Как известно, Герман думал об этом фильме всю свою творческую жизнь; за это время роман/фильм приобретал новые смыслы: в 1968 году это был бы фильм о сопротивлении, в 1998 году старый Герман снимал фильм о бессмысленности сопротивления и о цене истории, соучастия в истории. Любопытно и важно для нас, что человек, выросший среди блокадников, в послеблокадном городе, снимал фильм по роману блокадников. В поздних интервью Герман постоянно возвращается к блокадной теме: она волнует его, он примеряет на себя этот город, этот опыт, в котором он не был (также важно, что Герман был воспитанником и выкормышем блокадника Евгения Шварца, от которого, в частности, к нему перешли и склонность к постоянному думанию о блокаде, и склонность к думанию о ней иносказательно).
Первые (надо сказать, запредельно трудные) минуты фильма стоят перед моими глазами, когда я пишу эти строки. Город тонет в экскрементах и грязи, в городе постоянно происходят насилие, унижение, резня. В этом post-ощущении блокады Герман примечательно близок к, возможно, самому политическому, великому блокадному тексту, «Осадной записи» Ольги Фрейденберг: которая подчеркнуто пишет о блокадном городе как об отвратительном городе с нарушенной, извращенной, чудовищной канализацией.

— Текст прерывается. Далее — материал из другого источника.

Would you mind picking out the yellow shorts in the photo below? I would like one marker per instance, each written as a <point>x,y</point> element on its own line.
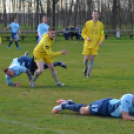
<point>44,58</point>
<point>90,51</point>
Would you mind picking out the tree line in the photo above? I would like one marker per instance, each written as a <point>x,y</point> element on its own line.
<point>60,13</point>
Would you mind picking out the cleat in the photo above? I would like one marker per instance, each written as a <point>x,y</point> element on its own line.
<point>57,109</point>
<point>60,101</point>
<point>85,71</point>
<point>63,64</point>
<point>88,76</point>
<point>32,84</point>
<point>18,47</point>
<point>60,84</point>
<point>26,54</point>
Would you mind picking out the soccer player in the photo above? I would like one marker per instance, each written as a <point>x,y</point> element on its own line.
<point>43,53</point>
<point>42,28</point>
<point>93,34</point>
<point>123,108</point>
<point>15,28</point>
<point>24,64</point>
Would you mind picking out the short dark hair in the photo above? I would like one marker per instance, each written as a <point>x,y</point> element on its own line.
<point>51,29</point>
<point>96,11</point>
<point>5,70</point>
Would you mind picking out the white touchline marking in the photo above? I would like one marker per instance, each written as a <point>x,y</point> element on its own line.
<point>34,127</point>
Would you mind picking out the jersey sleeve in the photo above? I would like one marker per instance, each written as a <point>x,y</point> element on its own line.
<point>49,51</point>
<point>102,36</point>
<point>84,32</point>
<point>8,79</point>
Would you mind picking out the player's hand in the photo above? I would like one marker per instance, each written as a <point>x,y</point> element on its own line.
<point>17,84</point>
<point>64,52</point>
<point>100,44</point>
<point>88,39</point>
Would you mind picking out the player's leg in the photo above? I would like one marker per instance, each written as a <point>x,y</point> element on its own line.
<point>37,73</point>
<point>16,42</point>
<point>90,66</point>
<point>70,105</point>
<point>54,74</point>
<point>60,63</point>
<point>11,41</point>
<point>86,53</point>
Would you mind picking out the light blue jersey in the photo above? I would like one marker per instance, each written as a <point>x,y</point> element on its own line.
<point>15,65</point>
<point>124,104</point>
<point>14,27</point>
<point>42,29</point>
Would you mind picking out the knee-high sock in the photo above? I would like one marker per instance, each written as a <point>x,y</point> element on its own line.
<point>55,76</point>
<point>86,63</point>
<point>10,43</point>
<point>90,67</point>
<point>55,64</point>
<point>74,106</point>
<point>16,42</point>
<point>35,77</point>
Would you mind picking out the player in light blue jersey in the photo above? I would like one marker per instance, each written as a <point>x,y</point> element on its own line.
<point>15,28</point>
<point>120,108</point>
<point>42,28</point>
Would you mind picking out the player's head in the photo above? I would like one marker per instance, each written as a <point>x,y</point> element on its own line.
<point>95,15</point>
<point>9,71</point>
<point>15,20</point>
<point>51,32</point>
<point>44,19</point>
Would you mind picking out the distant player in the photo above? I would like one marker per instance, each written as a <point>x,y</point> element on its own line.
<point>43,53</point>
<point>15,28</point>
<point>24,64</point>
<point>93,33</point>
<point>42,28</point>
<point>123,108</point>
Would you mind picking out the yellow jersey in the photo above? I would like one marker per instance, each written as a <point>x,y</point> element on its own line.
<point>95,31</point>
<point>44,47</point>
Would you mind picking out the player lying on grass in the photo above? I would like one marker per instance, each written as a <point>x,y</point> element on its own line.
<point>123,108</point>
<point>43,53</point>
<point>24,64</point>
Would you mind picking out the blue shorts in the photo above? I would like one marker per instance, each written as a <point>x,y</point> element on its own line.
<point>100,107</point>
<point>13,36</point>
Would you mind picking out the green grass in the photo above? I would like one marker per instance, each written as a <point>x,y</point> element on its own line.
<point>27,110</point>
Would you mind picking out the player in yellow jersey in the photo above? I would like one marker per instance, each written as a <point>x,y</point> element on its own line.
<point>0,40</point>
<point>93,33</point>
<point>43,53</point>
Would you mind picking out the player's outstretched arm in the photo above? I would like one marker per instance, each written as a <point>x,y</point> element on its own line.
<point>64,52</point>
<point>14,84</point>
<point>29,74</point>
<point>126,116</point>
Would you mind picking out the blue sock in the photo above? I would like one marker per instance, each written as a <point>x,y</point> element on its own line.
<point>74,106</point>
<point>10,43</point>
<point>16,42</point>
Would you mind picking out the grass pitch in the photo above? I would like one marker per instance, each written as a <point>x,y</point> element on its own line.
<point>27,110</point>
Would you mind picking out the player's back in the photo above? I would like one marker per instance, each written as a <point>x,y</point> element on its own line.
<point>44,44</point>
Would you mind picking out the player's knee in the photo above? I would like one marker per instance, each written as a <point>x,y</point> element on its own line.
<point>84,111</point>
<point>41,71</point>
<point>52,68</point>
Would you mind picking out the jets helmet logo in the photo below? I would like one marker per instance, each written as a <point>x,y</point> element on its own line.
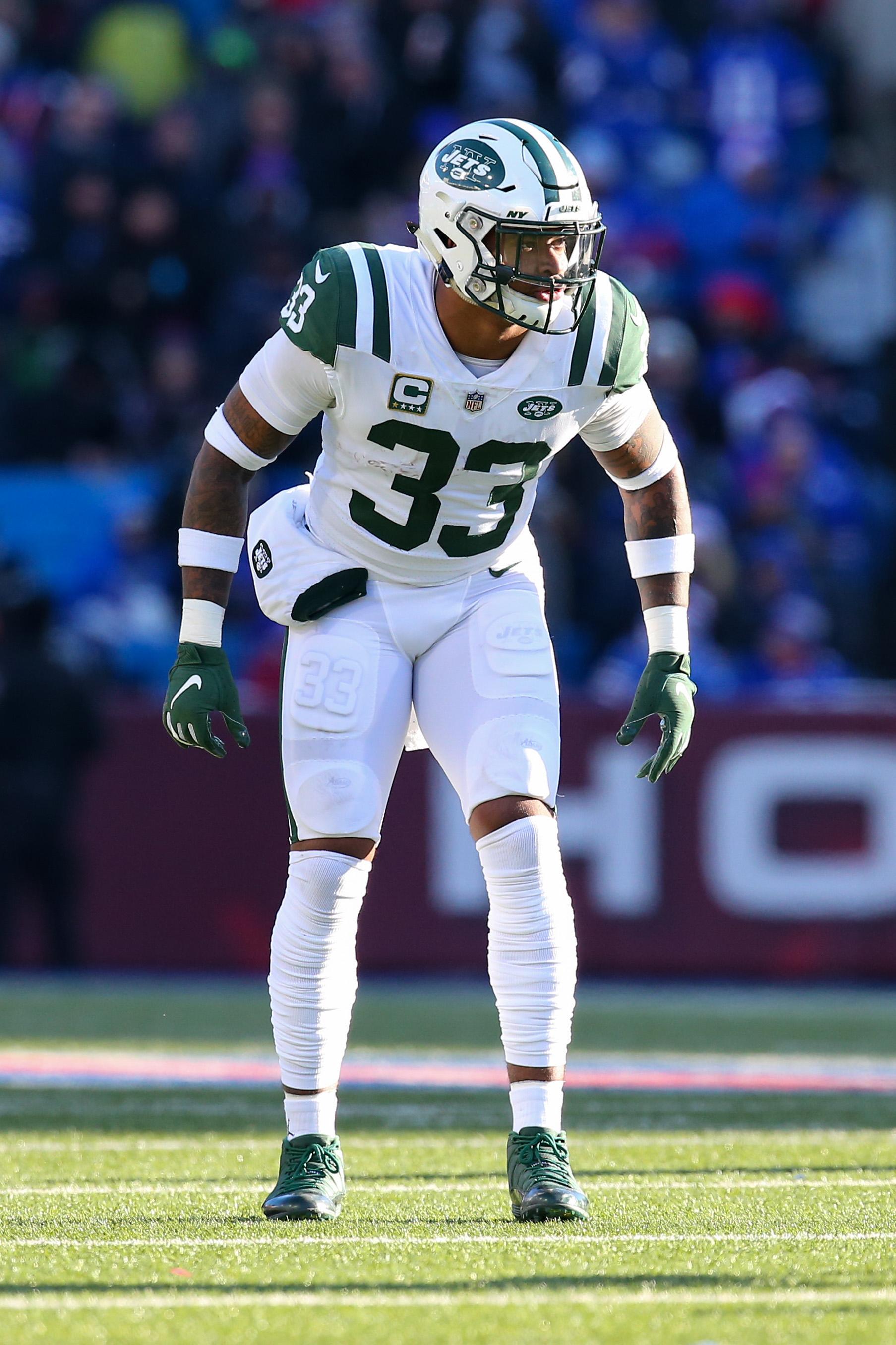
<point>261,560</point>
<point>470,163</point>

Я услышала в коридоре мгновенное бульканье труб, и это наполнило меня непередаваемым ужасом. Заглянула в уборную – сосуд снова наполнен до краев дрянью, но инстинкт подсказал, что дело уже не только в этом. Открываю, с замиранием сердца, ванную и вижу: ванна до самых бортов полна черной вонючей жидкости, затянутой сверху ледяным салом. Это страшное зрелище ни с чем не сравнимо. Оно ужасней, чем воздушные бомбардировки и обстрелы из тяжелой артиллерии. Что-то жуткое, почти мистическое, в напоре снизу, а не сверху, при закрытом чопе (пробка). Страшно, гибельно, угрозой смотрит огромное вместилище с черной, грязной водой. Она бесконечна и необузданна, эта снизу прущая стихия напора и жидкости, эта советская Тиамат, первозданный хаос и грязь. Я с трудом выносила и поднимала свои ежедневные несколько грязных ведер. Но могла ли я вычерпать и вынести 30–50 ведер нашей громадной ванны. Ее черное, страшное содержимое смотрело на меня своими бездонными глазами; это наполнение до самых бортов вселяло ужас и ощущение еще никогда не испытанного бедствия. Еще миг – и нас, наш дом, наши комнаты зальет эта вонючая черная жидкость, и она будет снизу подниматься и выпирать, и будет разливаться, и это будет потоп снизу, из неведомой и необузданной, неподвластной взору пучины. А я одна, и слаба, и уже вечер, а на дворе зима. Бежать? Куда? К кому? Как оставить тут беспомощную старуху?[2]
В отличие от наблюдающей за блокадной Тиамат Фрейденберг Герман говорит об отвратительном блокадном городе не напрямую, не называя его. Он, как могучий злой волшебник, переносит город своих сновидений и тревог в другое место, в другое время, соединяя его с вымышленной планетой, где время остановилось в Темном Средневековье. Блокадный Ленинград становится прототипом мрачной фантазии. Перед нами гетеротопическое иное время/пространство с узнаваемой проблемой творческой интеллигенции – нам бесконечно демонстрируют унижение и уничтожение независимых «книжников».